Saturday, September 29, 2007

Sidewalks Are For Schlepping, Dining, and Baby SUVs

I moved to Manhattan 850 days ago. Should you eventually follow in my footsteps, permit me to be the first to welcome you to the sidewalk. It's going to be like your second home.

Unless you're one of the happy few for whom a $700-per-month parking garage bill is no problem, moving to Manhattan entails giving up your wheels. Manhattan might be interlaced with roads, but 99.9% of the time you (and everyone else you know) have no use for them. Your life is lived on the sidewalk.

Carless, you quickly learn that although schlep might be a Yiddish word, schlep is above all else a New York-living word. The kind of hoofing you do in Manhattan, where owning a car is perceived in some circles as a Gatsby-esque luxury, is so different than the normal walking burden experienced elsewhere that it really merits a separate word. You do not "carry your stuff around." You schlep.
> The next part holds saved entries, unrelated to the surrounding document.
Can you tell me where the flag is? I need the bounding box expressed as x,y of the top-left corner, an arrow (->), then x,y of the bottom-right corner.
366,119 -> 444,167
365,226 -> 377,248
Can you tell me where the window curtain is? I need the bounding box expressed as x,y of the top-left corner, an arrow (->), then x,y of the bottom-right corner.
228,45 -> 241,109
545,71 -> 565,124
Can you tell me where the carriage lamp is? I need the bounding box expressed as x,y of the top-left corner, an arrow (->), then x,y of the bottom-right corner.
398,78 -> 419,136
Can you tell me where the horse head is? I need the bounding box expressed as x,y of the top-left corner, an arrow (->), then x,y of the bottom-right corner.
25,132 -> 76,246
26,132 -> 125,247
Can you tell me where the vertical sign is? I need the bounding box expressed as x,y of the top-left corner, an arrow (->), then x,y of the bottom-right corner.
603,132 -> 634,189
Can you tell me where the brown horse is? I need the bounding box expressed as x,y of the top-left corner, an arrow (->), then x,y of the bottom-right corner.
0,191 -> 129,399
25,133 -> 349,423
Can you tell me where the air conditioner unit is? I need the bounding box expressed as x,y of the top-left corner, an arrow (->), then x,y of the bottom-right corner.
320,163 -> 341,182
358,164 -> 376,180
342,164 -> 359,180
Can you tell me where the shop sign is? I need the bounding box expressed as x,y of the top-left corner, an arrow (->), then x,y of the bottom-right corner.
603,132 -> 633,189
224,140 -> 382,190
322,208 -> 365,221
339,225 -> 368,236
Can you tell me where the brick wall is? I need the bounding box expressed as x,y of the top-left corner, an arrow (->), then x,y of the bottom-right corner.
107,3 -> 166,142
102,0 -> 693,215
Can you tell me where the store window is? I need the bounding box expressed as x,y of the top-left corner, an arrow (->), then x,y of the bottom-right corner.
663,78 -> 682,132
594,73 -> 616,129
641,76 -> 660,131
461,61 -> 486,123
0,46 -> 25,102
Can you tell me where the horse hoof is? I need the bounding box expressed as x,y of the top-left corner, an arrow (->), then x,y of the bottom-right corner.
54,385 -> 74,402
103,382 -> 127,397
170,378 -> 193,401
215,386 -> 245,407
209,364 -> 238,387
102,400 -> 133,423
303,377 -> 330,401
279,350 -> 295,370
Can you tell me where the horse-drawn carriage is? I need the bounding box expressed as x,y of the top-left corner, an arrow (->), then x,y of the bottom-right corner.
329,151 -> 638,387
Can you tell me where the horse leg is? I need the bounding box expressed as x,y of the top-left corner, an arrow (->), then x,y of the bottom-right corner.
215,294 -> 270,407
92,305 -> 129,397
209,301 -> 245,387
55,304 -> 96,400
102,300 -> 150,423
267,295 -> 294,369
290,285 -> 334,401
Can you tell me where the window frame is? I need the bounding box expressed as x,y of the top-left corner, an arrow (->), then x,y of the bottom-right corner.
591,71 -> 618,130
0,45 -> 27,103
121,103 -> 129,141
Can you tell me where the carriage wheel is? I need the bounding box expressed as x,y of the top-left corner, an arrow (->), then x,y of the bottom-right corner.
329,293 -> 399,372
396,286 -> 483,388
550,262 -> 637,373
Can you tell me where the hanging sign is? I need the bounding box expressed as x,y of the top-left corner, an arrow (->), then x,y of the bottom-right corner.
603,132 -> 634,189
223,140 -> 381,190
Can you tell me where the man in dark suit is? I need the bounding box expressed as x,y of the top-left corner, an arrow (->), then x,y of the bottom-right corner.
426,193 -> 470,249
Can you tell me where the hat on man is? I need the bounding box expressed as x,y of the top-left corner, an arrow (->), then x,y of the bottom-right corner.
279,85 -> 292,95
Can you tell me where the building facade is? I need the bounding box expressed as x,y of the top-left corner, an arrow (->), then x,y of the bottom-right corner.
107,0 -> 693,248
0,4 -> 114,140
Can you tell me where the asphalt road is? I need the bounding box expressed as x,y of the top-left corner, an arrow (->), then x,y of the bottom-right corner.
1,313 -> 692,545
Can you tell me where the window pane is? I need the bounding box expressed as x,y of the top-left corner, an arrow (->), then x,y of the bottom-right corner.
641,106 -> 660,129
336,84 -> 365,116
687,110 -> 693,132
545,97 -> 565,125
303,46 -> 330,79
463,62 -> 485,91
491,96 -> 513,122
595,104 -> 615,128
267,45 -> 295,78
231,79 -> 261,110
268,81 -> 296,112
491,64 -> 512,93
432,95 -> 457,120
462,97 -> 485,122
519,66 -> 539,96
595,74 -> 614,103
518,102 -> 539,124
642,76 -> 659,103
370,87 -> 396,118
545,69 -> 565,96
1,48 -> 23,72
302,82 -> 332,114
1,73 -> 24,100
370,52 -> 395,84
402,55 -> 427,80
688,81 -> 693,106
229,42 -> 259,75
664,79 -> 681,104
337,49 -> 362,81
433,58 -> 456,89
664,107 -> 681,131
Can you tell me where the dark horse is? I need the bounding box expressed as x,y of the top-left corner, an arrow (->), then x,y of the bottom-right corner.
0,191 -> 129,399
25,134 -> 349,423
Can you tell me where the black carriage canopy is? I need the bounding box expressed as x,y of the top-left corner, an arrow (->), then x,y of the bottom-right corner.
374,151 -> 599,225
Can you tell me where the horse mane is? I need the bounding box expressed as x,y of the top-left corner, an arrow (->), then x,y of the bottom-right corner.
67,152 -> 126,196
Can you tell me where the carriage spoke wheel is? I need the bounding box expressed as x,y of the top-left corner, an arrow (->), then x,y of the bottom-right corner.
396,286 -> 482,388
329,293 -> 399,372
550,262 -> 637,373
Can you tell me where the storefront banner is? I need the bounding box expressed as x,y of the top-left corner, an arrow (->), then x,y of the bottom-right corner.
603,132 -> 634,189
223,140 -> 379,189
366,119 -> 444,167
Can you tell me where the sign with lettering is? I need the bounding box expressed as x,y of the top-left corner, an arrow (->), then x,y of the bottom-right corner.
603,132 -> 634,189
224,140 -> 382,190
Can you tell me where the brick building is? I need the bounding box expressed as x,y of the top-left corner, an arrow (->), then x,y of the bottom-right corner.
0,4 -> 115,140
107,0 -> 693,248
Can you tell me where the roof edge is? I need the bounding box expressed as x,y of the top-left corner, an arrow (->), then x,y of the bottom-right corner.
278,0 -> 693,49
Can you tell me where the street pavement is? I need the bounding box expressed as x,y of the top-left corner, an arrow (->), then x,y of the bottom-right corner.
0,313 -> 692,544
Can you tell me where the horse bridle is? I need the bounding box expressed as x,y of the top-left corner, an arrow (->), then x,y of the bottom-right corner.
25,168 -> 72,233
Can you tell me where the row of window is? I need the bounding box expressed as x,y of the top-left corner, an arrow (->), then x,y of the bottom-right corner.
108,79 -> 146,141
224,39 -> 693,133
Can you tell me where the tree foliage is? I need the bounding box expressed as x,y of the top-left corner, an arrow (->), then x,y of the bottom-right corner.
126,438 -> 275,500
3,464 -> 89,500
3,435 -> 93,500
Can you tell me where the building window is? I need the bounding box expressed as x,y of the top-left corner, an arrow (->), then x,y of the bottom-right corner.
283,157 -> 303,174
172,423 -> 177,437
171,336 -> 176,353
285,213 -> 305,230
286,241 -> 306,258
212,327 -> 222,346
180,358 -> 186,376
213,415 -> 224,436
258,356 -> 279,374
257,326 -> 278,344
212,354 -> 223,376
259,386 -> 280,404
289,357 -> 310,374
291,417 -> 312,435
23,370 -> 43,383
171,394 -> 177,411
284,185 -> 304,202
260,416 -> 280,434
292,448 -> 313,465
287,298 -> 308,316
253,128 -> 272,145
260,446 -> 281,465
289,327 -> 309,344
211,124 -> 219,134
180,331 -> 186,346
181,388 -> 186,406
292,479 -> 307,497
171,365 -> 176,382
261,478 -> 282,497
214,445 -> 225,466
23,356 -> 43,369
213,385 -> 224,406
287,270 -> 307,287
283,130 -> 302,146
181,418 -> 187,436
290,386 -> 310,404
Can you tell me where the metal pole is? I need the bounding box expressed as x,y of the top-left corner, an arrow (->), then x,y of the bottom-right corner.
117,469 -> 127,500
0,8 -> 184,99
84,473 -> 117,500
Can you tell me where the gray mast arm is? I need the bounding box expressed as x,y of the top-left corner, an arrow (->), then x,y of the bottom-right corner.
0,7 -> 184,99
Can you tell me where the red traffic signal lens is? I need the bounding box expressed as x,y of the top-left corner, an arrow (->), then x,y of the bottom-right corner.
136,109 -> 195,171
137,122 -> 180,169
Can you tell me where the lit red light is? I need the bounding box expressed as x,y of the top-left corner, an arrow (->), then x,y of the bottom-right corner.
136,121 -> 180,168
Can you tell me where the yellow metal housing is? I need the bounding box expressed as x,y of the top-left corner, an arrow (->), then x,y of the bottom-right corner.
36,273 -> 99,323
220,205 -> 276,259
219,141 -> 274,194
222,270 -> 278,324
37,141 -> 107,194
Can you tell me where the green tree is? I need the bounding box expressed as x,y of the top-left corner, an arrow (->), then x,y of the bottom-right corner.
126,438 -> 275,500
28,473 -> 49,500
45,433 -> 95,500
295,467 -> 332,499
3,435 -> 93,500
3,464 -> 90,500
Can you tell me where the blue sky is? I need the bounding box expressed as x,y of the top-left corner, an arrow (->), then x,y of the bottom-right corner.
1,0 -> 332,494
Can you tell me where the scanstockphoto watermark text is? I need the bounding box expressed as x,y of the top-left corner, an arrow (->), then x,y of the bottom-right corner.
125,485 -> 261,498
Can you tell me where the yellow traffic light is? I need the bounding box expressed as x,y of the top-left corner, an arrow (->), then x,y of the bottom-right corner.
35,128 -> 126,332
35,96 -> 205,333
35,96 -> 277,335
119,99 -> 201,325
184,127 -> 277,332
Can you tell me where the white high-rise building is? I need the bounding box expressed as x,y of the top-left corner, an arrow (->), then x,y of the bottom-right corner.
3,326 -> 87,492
Schlepping about town, you quickly learn that you can never really buy more than about $40 of groceries — since any more than that results in the kind of backbreaking load that keeps chiropractors in business. You must schlep wisely.

Schlepping, New Yorkers develop relationships with their bags that are barely distinguishable from the relationships that drivers elsewhere have with their autos. Your day is in your bag. Or, if you're my wife, several days are in your bag. And a little bag is in there, too. Kind of like the tiny car that gets pulled behind the motor home.
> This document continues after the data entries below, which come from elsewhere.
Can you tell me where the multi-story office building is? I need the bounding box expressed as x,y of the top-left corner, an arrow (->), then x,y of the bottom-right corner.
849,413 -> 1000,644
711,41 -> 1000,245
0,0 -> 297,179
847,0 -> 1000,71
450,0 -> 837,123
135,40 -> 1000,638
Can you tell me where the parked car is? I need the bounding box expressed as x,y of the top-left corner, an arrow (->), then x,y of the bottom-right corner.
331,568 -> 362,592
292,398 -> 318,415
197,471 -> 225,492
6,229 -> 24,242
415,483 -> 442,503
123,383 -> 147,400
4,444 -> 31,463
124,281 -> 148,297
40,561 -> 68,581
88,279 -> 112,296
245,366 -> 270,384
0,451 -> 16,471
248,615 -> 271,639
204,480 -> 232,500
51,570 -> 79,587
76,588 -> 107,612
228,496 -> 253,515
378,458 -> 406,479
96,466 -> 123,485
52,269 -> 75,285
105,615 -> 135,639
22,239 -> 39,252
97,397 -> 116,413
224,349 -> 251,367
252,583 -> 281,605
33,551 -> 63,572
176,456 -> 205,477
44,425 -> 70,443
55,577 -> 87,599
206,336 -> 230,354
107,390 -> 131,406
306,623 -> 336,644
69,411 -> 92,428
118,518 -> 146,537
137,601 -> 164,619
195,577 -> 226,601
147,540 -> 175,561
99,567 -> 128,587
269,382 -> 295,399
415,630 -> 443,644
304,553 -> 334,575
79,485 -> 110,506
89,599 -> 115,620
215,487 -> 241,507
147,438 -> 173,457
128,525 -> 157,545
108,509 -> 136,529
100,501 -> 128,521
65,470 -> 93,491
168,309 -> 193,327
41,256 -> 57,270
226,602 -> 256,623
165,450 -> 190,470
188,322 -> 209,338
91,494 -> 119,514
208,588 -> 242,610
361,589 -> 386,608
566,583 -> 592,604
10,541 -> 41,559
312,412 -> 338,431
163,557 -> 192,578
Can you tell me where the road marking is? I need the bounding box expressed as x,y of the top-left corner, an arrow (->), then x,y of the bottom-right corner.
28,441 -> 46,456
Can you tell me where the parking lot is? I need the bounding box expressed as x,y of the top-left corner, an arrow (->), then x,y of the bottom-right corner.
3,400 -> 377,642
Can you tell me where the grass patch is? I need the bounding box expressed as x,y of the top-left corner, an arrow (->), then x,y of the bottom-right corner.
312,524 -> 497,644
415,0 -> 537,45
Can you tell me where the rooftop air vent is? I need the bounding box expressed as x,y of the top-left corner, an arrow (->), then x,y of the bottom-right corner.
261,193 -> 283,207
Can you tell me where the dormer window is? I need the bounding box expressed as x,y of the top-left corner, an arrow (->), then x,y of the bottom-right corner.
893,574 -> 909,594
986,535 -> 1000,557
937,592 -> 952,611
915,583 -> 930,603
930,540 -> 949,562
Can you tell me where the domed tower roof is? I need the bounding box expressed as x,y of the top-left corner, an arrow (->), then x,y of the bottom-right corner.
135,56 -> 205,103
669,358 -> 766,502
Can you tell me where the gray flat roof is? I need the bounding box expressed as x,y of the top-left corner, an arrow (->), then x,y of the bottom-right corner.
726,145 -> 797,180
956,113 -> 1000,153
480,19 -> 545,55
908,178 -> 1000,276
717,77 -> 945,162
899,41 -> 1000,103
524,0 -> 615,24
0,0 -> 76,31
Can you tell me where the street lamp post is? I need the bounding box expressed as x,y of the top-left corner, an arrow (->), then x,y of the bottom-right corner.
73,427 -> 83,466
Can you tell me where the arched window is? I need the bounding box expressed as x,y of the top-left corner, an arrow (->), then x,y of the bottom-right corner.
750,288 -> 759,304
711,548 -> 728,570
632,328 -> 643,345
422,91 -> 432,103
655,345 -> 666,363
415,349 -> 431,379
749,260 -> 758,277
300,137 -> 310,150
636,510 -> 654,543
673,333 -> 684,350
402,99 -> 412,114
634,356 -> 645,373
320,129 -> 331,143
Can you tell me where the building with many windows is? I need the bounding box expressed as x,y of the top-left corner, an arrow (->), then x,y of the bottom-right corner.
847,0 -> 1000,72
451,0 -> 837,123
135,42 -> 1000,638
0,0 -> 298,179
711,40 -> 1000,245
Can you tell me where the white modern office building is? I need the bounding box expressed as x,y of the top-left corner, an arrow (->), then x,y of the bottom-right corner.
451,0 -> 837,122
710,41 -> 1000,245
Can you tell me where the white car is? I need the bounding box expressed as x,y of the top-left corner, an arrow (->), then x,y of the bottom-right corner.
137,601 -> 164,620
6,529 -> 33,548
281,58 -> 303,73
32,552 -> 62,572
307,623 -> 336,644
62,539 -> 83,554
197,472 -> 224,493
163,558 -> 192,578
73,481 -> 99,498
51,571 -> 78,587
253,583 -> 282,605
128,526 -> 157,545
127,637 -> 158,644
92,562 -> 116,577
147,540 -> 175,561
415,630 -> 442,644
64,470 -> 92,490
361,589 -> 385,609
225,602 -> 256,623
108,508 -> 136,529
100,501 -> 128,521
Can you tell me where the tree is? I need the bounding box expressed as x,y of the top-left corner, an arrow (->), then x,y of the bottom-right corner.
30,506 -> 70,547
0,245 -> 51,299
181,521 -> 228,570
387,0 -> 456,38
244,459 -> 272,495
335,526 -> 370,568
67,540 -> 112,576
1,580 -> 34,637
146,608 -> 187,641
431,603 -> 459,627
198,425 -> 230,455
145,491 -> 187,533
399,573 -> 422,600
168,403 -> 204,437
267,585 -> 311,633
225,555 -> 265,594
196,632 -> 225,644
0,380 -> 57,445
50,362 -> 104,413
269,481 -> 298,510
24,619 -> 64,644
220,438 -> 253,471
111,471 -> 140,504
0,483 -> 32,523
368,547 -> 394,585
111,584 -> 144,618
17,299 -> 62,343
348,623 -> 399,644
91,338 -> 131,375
Now that I push a stroller about the streets rather frequently, I realize that a stroller is not a stroller when you're pushing it around New York.

It's a sidewalk SUV.

Yes, I will jam the net beneath the stroller to the breaking point with items. This is my SUV, and I will buy $80 worth of groceries, even if that means that the frame is visibly sagging and junior appears at risk.

When not schlepping around the sidewalks, New Yorkers are eating upon them. I'd add my two bits on the phenomenon that is New York sidewalk eating, but this Sunday's New York Times is running a wonderful piece that saves me the trouble.

"Curbside, We'll Never Have Paris" is one of those wonderful We're-New-Yorkers-and-We're-All-Nuts pieces that details the differences between the sidewalk caf├ęs of Europe and New York. I highly encourage you to read it. Every word of it is truth, and it further illuminates this strange relationship between New Yorkers and the raised concrete dividing the buildings from the cabs.

If you move here and stay for a little while, mark my words: you'll come to appreciate that sidewalk in ways you never did when you were walking about the provinces. And you'll come to embrace it as part of your lot, however filthy and frantic it might be.